Wenn die Dresdner ihre Oberbürgermeisterin charakterisieren sollen, dann zeichnet Helma Orosz eine Eigenschaft besonders aus: 42 Prozent der Befragten meinen, dass die OB bodenständig ist. 34 Prozent halten sie für glaubwürdig, 30 Prozent für durchsetzungsfähig, 25 Prozent für bürgernah, 24 Prozent für sozial, aber nur 16 Prozent für politisch geschickt und 19 Prozent für dynamisch. 58 Prozent der Befragten sind der Auffassung, dass Helma Orosz einen besseren Job macht als ihr Vorgänger Ingolf Roßberg (FDP). Aber nur 28 Prozent halten die Arbeit der OB für besser als die ihres Vor-Vorgängers und Parteifreundes Herbert Wagner. 38 Prozent meinen, Orosz und Wagner machen einen gleich guten Job.

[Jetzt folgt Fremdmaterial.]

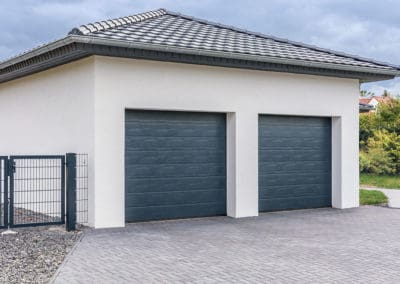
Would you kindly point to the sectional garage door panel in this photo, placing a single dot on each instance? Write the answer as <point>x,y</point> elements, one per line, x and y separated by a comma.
<point>175,165</point>
<point>294,162</point>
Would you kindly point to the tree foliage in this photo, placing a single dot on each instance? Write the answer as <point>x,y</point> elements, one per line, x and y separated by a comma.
<point>380,139</point>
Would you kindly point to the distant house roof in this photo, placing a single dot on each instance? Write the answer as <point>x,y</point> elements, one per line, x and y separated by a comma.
<point>363,107</point>
<point>169,36</point>
<point>380,99</point>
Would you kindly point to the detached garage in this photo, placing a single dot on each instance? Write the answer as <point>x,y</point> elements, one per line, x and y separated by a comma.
<point>186,118</point>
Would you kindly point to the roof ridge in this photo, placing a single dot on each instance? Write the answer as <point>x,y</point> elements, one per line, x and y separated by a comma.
<point>116,22</point>
<point>282,40</point>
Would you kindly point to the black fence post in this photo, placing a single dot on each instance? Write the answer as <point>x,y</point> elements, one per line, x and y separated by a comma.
<point>71,192</point>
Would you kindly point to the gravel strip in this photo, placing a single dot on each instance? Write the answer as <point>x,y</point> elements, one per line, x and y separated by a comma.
<point>34,254</point>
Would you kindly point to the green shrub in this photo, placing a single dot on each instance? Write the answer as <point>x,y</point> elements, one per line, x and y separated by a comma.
<point>380,156</point>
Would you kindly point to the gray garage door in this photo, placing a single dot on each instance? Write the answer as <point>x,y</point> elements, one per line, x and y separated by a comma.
<point>294,162</point>
<point>175,165</point>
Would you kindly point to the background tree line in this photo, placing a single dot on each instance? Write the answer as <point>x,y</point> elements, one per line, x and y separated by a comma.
<point>380,139</point>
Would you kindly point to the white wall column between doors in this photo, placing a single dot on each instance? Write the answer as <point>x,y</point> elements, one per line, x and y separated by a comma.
<point>242,164</point>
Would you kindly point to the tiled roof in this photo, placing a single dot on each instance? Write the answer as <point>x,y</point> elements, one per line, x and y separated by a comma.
<point>165,28</point>
<point>364,100</point>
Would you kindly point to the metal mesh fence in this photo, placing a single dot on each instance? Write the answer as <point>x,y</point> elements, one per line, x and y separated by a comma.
<point>82,186</point>
<point>38,190</point>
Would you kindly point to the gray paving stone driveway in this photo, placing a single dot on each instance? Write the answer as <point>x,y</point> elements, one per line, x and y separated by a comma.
<point>311,246</point>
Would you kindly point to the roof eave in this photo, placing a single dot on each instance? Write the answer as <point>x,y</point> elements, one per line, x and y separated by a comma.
<point>89,40</point>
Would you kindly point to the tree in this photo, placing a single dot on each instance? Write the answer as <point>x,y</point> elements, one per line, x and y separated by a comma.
<point>366,94</point>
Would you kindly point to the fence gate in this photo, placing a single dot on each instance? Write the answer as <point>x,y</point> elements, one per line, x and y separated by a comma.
<point>3,192</point>
<point>36,190</point>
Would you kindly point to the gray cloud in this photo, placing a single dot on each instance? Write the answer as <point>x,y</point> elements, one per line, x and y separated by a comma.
<point>368,28</point>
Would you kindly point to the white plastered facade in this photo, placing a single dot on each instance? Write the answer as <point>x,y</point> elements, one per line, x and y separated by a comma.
<point>80,107</point>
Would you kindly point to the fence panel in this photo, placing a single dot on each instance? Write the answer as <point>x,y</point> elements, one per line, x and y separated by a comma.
<point>82,187</point>
<point>37,190</point>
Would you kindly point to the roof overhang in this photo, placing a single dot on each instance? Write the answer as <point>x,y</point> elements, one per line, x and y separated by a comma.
<point>74,47</point>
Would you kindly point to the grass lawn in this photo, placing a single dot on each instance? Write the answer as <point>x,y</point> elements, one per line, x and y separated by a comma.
<point>372,197</point>
<point>380,181</point>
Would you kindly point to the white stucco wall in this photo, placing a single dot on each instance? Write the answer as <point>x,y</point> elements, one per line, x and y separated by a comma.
<point>243,94</point>
<point>49,113</point>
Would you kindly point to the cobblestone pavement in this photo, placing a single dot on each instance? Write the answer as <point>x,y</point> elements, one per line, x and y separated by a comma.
<point>359,245</point>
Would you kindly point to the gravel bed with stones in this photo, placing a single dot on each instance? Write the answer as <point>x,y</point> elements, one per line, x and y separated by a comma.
<point>34,254</point>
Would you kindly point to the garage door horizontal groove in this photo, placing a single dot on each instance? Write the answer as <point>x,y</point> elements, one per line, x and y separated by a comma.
<point>179,205</point>
<point>171,177</point>
<point>295,172</point>
<point>298,197</point>
<point>176,164</point>
<point>177,191</point>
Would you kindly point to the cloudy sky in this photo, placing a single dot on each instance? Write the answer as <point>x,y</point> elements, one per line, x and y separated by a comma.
<point>368,28</point>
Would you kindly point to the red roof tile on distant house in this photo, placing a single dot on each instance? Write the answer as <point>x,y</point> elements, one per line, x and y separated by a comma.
<point>365,100</point>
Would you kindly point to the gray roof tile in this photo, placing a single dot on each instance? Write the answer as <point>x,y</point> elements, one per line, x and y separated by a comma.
<point>163,27</point>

Helma Orosz wird als OB der Menschenketten zum 13. Februar in die Stadtgeschichte eingehen. Denn mit dem gewaltfreien Protest gegen Neonazis bringen 82 Prozent der Befragten sie in Verbindung. Bitter: Mit dem Kulturkraftwerk, für das die OB sehr gekämpft hat, verbinden sie nur 48 Prozent der Befragten. Dafür fällt 76 Prozent der Bau von Kitas ein, wenn sie an Helma Orosz denken. 74 Prozent erinnern sich an die schwere Krankheit, die der OB zu schaffen machte. Eine harte Amtsführung assoziieren nur 35 Prozent mit der OB. 88 Prozent der Befragten sind der Auffassung, dass die OB beim Bau von Kindertagesstätten Positives bewirkt hat, 78 Prozent glauben, die OB habe sich für die Schuldenfreiheit der Stadt stark gemacht.

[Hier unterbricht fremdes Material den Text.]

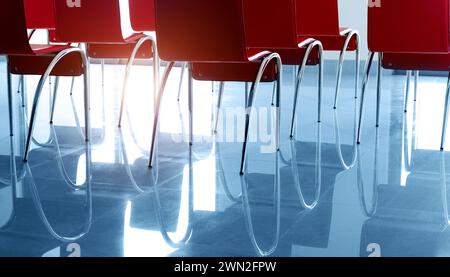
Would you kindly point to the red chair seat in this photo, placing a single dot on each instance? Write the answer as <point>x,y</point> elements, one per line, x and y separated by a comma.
<point>234,72</point>
<point>437,62</point>
<point>335,43</point>
<point>122,50</point>
<point>43,49</point>
<point>37,64</point>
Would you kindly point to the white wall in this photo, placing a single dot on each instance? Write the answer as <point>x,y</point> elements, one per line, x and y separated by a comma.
<point>353,14</point>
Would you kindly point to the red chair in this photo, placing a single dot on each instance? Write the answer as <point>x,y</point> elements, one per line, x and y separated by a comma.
<point>46,60</point>
<point>232,40</point>
<point>329,32</point>
<point>416,38</point>
<point>112,30</point>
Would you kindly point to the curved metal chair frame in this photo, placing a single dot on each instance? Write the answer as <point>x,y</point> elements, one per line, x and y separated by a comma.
<point>40,86</point>
<point>266,61</point>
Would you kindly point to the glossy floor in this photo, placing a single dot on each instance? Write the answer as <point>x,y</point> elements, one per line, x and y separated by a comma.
<point>391,202</point>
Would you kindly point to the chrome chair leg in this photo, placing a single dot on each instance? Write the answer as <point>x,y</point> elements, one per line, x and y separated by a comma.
<point>444,125</point>
<point>246,95</point>
<point>72,84</point>
<point>416,83</point>
<point>10,101</point>
<point>274,91</point>
<point>183,69</point>
<point>380,76</point>
<point>41,84</point>
<point>128,69</point>
<point>191,104</point>
<point>408,82</point>
<point>350,36</point>
<point>157,110</point>
<point>103,72</point>
<point>253,90</point>
<point>219,105</point>
<point>363,92</point>
<point>300,75</point>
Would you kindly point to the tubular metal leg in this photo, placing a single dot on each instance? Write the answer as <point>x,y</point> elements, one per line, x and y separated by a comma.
<point>255,85</point>
<point>444,125</point>
<point>380,73</point>
<point>40,86</point>
<point>128,69</point>
<point>246,95</point>
<point>219,105</point>
<point>103,72</point>
<point>363,92</point>
<point>10,102</point>
<point>416,83</point>
<point>300,75</point>
<point>274,91</point>
<point>157,110</point>
<point>72,84</point>
<point>191,105</point>
<point>20,86</point>
<point>22,90</point>
<point>350,36</point>
<point>183,69</point>
<point>408,82</point>
<point>55,93</point>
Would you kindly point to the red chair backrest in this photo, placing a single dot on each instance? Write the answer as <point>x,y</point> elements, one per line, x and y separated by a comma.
<point>39,14</point>
<point>96,21</point>
<point>409,26</point>
<point>317,17</point>
<point>270,24</point>
<point>142,14</point>
<point>15,37</point>
<point>200,30</point>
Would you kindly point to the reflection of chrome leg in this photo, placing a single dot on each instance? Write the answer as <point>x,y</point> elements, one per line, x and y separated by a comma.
<point>363,93</point>
<point>444,125</point>
<point>350,36</point>
<point>191,105</point>
<point>380,73</point>
<point>254,89</point>
<point>416,83</point>
<point>311,46</point>
<point>183,68</point>
<point>128,69</point>
<point>157,109</point>
<point>219,105</point>
<point>40,86</point>
<point>408,82</point>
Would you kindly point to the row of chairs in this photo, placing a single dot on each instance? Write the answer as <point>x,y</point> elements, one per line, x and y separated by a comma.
<point>221,40</point>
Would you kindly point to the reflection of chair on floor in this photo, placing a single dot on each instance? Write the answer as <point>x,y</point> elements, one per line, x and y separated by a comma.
<point>313,227</point>
<point>34,172</point>
<point>168,225</point>
<point>419,227</point>
<point>408,220</point>
<point>420,190</point>
<point>257,188</point>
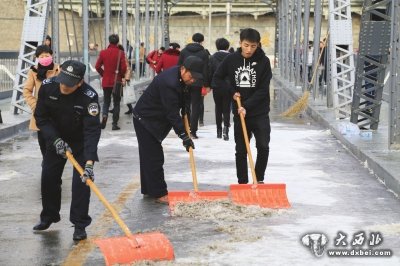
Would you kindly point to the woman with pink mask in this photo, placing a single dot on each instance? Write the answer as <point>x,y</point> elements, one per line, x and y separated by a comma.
<point>44,69</point>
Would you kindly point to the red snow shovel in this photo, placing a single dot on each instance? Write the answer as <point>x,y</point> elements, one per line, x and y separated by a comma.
<point>130,248</point>
<point>264,195</point>
<point>191,196</point>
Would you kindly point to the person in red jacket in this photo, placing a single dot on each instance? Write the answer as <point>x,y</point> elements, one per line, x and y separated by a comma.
<point>154,56</point>
<point>111,66</point>
<point>169,58</point>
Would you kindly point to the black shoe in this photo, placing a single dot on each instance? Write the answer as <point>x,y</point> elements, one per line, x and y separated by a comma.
<point>104,122</point>
<point>79,234</point>
<point>226,133</point>
<point>219,133</point>
<point>42,225</point>
<point>193,135</point>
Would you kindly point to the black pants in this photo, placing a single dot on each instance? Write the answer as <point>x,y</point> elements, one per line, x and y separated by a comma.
<point>260,127</point>
<point>195,95</point>
<point>42,143</point>
<point>116,95</point>
<point>201,114</point>
<point>151,156</point>
<point>53,167</point>
<point>222,109</point>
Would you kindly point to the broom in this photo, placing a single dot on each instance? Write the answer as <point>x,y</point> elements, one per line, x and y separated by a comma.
<point>301,103</point>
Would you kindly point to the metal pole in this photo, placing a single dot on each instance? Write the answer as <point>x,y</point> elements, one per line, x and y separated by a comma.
<point>155,24</point>
<point>298,50</point>
<point>394,119</point>
<point>137,39</point>
<point>209,23</point>
<point>124,19</point>
<point>147,25</point>
<point>55,43</point>
<point>305,44</point>
<point>281,38</point>
<point>291,41</point>
<point>317,37</point>
<point>228,17</point>
<point>85,18</point>
<point>107,21</point>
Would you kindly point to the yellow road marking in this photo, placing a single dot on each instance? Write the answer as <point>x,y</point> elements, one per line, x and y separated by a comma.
<point>80,252</point>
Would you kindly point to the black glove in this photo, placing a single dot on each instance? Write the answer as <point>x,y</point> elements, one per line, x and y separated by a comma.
<point>186,141</point>
<point>88,173</point>
<point>61,147</point>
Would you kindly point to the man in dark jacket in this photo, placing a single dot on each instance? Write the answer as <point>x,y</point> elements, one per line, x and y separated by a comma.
<point>222,99</point>
<point>196,49</point>
<point>249,74</point>
<point>157,111</point>
<point>169,58</point>
<point>67,114</point>
<point>111,65</point>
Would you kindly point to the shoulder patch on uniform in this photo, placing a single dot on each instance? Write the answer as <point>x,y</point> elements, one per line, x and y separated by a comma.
<point>93,109</point>
<point>89,93</point>
<point>46,81</point>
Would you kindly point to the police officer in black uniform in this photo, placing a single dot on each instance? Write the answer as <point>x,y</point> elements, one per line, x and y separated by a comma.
<point>67,114</point>
<point>157,111</point>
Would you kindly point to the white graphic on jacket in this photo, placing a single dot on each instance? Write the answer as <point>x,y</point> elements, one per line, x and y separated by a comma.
<point>245,76</point>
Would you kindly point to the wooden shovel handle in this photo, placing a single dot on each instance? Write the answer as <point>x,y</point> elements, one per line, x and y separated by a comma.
<point>94,188</point>
<point>246,141</point>
<point>192,163</point>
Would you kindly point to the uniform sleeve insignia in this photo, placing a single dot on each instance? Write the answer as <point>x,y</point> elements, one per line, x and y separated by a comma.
<point>89,93</point>
<point>46,81</point>
<point>93,109</point>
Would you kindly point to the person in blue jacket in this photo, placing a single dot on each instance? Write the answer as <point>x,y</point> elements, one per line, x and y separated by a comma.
<point>249,73</point>
<point>157,111</point>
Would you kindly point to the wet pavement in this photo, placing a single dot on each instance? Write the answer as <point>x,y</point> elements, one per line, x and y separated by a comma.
<point>330,190</point>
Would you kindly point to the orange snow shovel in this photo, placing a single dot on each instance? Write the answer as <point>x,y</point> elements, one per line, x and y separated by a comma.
<point>191,196</point>
<point>264,195</point>
<point>130,248</point>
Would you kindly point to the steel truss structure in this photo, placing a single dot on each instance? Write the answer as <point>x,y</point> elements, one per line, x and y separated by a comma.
<point>372,63</point>
<point>34,31</point>
<point>394,113</point>
<point>341,56</point>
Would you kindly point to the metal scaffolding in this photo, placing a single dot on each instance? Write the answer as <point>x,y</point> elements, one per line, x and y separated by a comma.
<point>372,63</point>
<point>33,33</point>
<point>394,113</point>
<point>341,56</point>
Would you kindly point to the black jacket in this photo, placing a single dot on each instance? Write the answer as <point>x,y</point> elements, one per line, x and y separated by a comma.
<point>198,50</point>
<point>158,109</point>
<point>251,77</point>
<point>215,60</point>
<point>73,117</point>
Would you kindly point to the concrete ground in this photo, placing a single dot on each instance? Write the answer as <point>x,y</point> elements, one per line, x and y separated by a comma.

Nur 37 Prozent bewerten das Wirken der OB beim Kulturpalast als positiv und gar nur 24 Prozent denken, dass sie der Albertbrücke Gutes getan hat. Der Zustand der Straßen hat sich in den vergangenen fünf Jahren verschlechtert, glauben 41 Prozent der Befragten. Zum Vergleich: 2004 sahen das nur 24 Prozent der Befragten so. Pluspunkte sammelte das Stadtoberhaupt dafür beim Vorhandensein von Krippen- und Kindergartenplätzen, bei der Sanierung der Schulen und auch der städtischen Finanzen.